During their first conference and workshop on mental health in 2016, Al-Delaimy and colleagues launched their initiative, bringing together stakeholders concerned with refugee mental health. Partners attending the event included the United Nations High Commissioner for Refugees, International Medical Corps, Jordanian Ministry of Health, World Health Organization, United Relief Work Agency, local academics and other interested groups.

In October 2017, Al-Delaimy helped organize a second conference on global mental health hosted by the University of Jordan. The conference, he said, was hugely successful and included medical students and faculty.

“Conferences like the one held in October are helping to overcome the public stigma against mental illness, even among physicians and medical students,” he said. The event ended with a panel discussion consisting of Al-Delaimy, a constitutional Jordanian judge, the Head of the Parliament Committee on Human Rights (Jordan), a political science professor and a psychiatrist discussing the next steps for implementation of mental health legislation in Jordan.

Following the conference, Al-Delaimy and GMHI faculty conducted an intensive seven-day workshop for Jordanian primary care physicians covering topics such as how to detect common child and adult mental illnesses and how to treat conditions at the clinic level through various therapies. Training with these physicians will continue via online coursework, with a certificate upon completion. The effort is funded by the Jordanian Ministry of Health and supported by other mental health organizations in the region. Its goal is to train every primary care physician in the country, and, eventually, nurses and other health care providers to further fill the gap in mental health care.
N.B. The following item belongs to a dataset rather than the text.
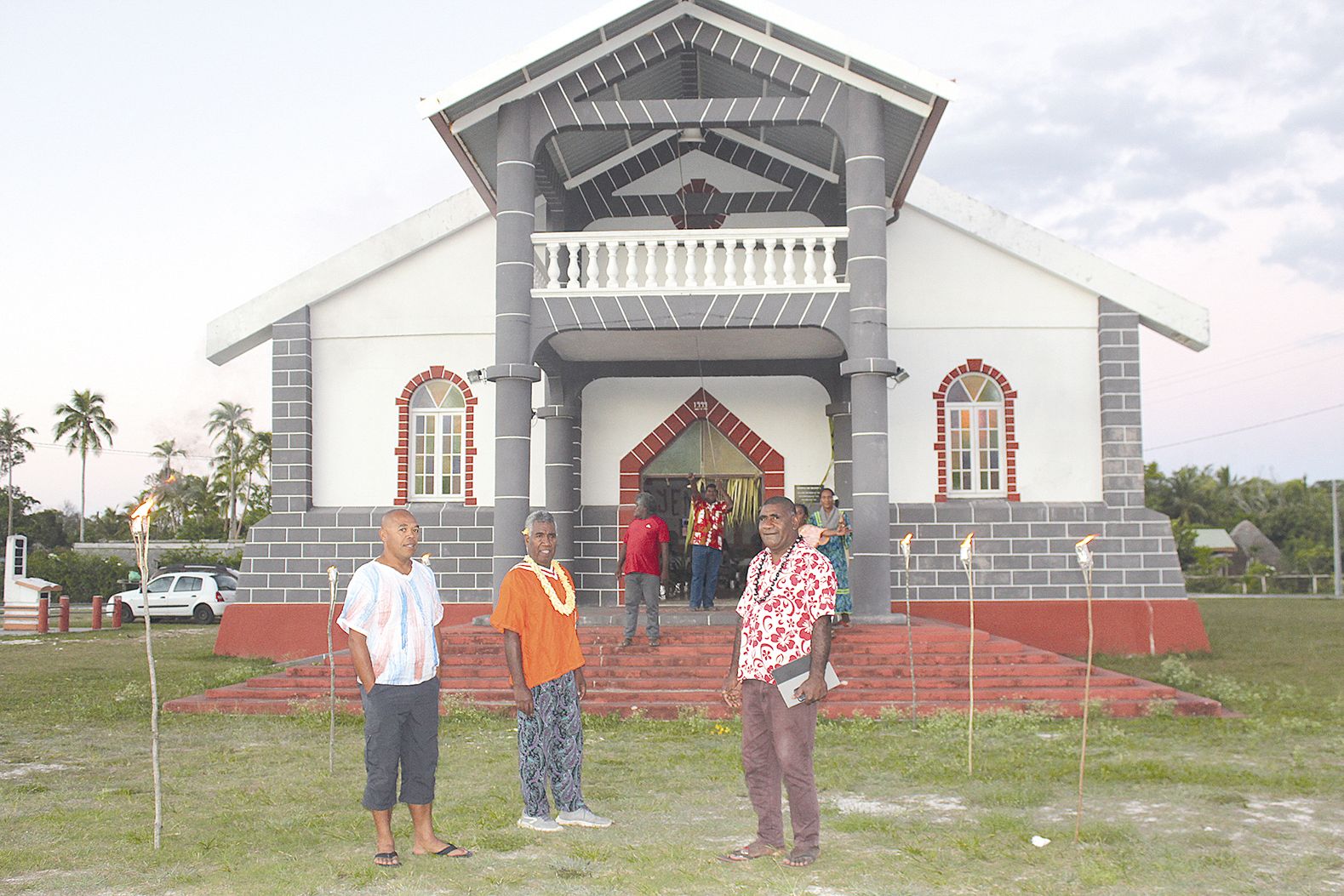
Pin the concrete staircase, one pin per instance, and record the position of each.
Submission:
(687, 671)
UC San Diego metal health conference

Participants at the 2nd Global Mental Health Conference in Jordan.

Traditionally, in both developed and developing countries, mental illness has received less attention than other physical disease burdens, such as diabetes or cancer. This is not surprising given that mental illness, especially less severe forms of anxiety, post-traumatic stress disorder and depression, don’t always manifest physically or with specific biomarkers of diagnosis similar to other chronic diseases. The World Health Organization has endorsed the motto of, “no health without mental health” to draw attention to the importance of mental illnesses.
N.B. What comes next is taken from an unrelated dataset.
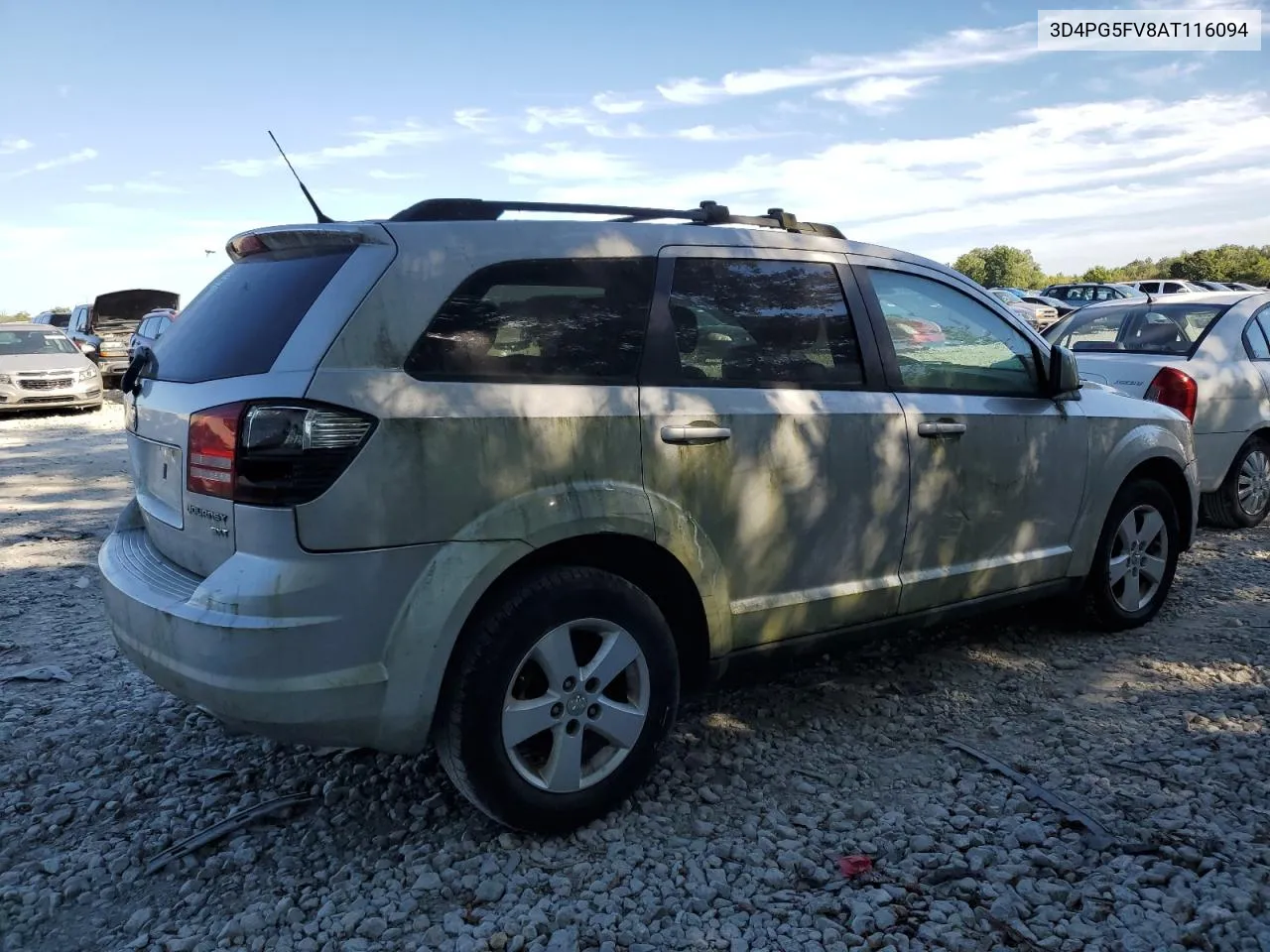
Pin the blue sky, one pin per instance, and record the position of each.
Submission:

Often there are few or no physical indications of psychological disease. As a result, individuals and communities may not believe treatment is necessary. If a community member is feeling sad, anxious or depressed, it might be dismissed or attributed to spiritual factors. Treatment is delayed until the condition becomes problematic. Compounding the issue: Stigmas persist. If professional help is sought, treatment is often conducted in secret by the families of those affected.
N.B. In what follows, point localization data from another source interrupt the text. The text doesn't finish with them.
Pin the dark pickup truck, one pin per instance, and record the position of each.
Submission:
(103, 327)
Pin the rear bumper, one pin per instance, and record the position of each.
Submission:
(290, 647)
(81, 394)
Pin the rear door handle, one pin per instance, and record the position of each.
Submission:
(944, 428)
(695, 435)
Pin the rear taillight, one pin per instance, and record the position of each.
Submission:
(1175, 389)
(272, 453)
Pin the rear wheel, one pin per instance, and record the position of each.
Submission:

Jordan is just a first step in what Al-Delaimy hopes is a long, bright path. Moving forward, he said the hope is for GHMI to bring greater attention to greater parts of the globe. “We are conducting all of our overseas training with limited funds and resources, but I know that we are changing perceptions about this problem and making a large impact on communities that need the most help; hopefully one community and one country at a time.”

Al-Delaimy uses the picture drawn by the young boy in Iraq in almost every presentation as a reminder of the importance of this work. “I only know the boy’s name is Mohamed and that he was 9 years old when he drew the picture. But I consider him like a son, as well as all of the children around the world traumatized by war and who suffer in silence. We must do our part and help them, and this gives me a reason to do what I do and the drive to try and a make a difference no matter what it takes.”